Gored urged his listeners to take the “realistic view that they had failed badly.” Gore said that “Comprehensive legislation is not likely to be debated” and that a “lame duck debate” is a “very slim possibility indeed.” (N.B. We thought, because Gore told us, that “the debate” was over.)
Gore said “the government was not working “as our founders intended it to” and laid more blame at the feet of fossil fuel interests who conducted a “cynical coordinated campaign” with “unprecedented funding” and “who have spent hundreds of millions of dollars just on lobbying.” He criticized “polluters” for “dumping global warming pollution into the atmosphere like it was an open sewer.”
Gore blamed the skeptics for “attacking science and scientists.” “They [the skeptics] did damage and cast doubt,” Gore said.
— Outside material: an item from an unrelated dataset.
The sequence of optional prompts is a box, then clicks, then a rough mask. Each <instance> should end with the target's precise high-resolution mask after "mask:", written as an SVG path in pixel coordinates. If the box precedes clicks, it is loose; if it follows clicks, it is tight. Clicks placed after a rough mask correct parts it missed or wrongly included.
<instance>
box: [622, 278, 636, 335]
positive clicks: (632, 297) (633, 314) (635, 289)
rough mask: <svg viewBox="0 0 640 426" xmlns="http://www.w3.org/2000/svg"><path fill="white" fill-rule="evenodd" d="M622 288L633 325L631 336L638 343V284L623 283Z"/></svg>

Asked why the alarmists were ineffective in addressing Climategate, Gore bitterly blamed a “biased right-wing media… bolstered by professional deniers.” Gore claimed the Wall Street Journal published 30 editorial and news articles about Climategate and “not a single one presented [his] side of the science.”
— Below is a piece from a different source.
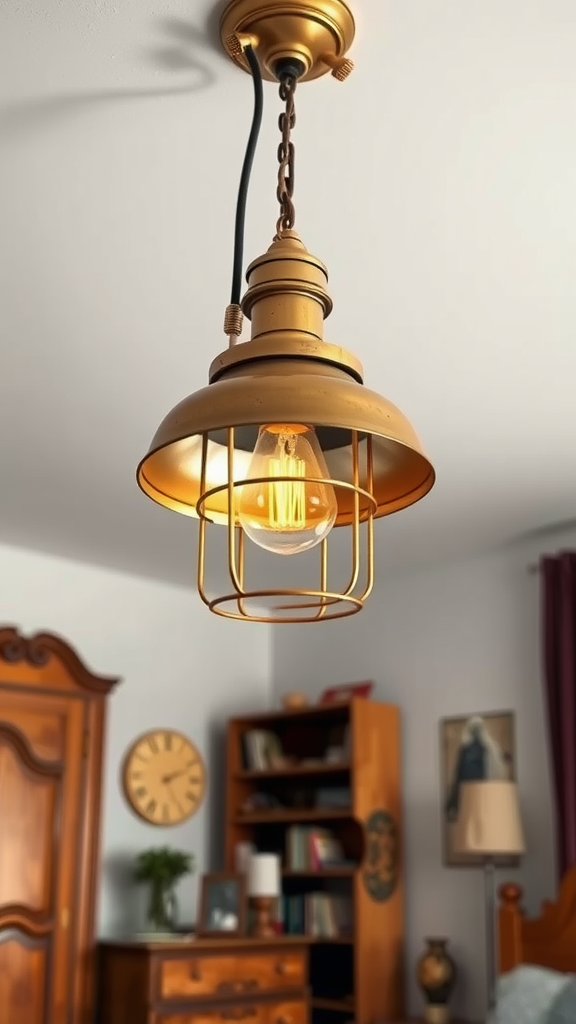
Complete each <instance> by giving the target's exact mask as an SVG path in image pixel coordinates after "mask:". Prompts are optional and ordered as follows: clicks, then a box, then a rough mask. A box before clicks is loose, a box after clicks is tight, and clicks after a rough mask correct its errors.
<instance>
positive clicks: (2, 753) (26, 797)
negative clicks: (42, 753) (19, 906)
mask: <svg viewBox="0 0 576 1024" xmlns="http://www.w3.org/2000/svg"><path fill="white" fill-rule="evenodd" d="M18 738H19V741H18ZM26 752H27V746H26V742H25V740H24V739H23V738H22V737H18V734H17V733H15V732H13V731H12V730H11V727H7V728H6V727H4V726H3V725H2V723H1V722H0V821H1V822H2V831H3V835H4V837H5V838H4V839H3V842H2V843H0V913H1V907H2V906H3V905H6V904H10V903H11V904H14V903H16V904H19V906H20V907H23V908H25V909H26V911H28V912H29V913H30V914H31V916H32V918H33V919H34V918H35V916H37V915H41V916H49V915H53V913H54V899H55V888H56V876H55V870H56V859H57V853H58V850H57V821H58V810H59V807H60V800H61V787H63V774H64V766H59V767H58V766H54V765H42V766H40V765H39V763H38V762H37V763H36V764H35V763H34V759H33V758H32V756H31V755H30V754H29V755H28V757H27V756H26ZM24 851H27V856H24V855H23V853H24Z"/></svg>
Speaking about the post-2010 prospects for a climate bill, Gore tried to boost morale by stating that “the battle is not over” and that “we [alarmists] have no choice but to win the battle.” Gore said that “reality is [the alarmists] ally” and then, among other things, blamed recent flooding in Nashville and the Russian heatwave/forest fires on global warming.
He concluded by observing that “it is darkest before dawn” and “we have not yet begun to fight.”
In a warm-up discussion before Gore addressed the call, National Wildlife Federation chief Larry Schweiger referred to the skeptics as “enemies” and that he hoped the alarmists would “outlive the bastards.”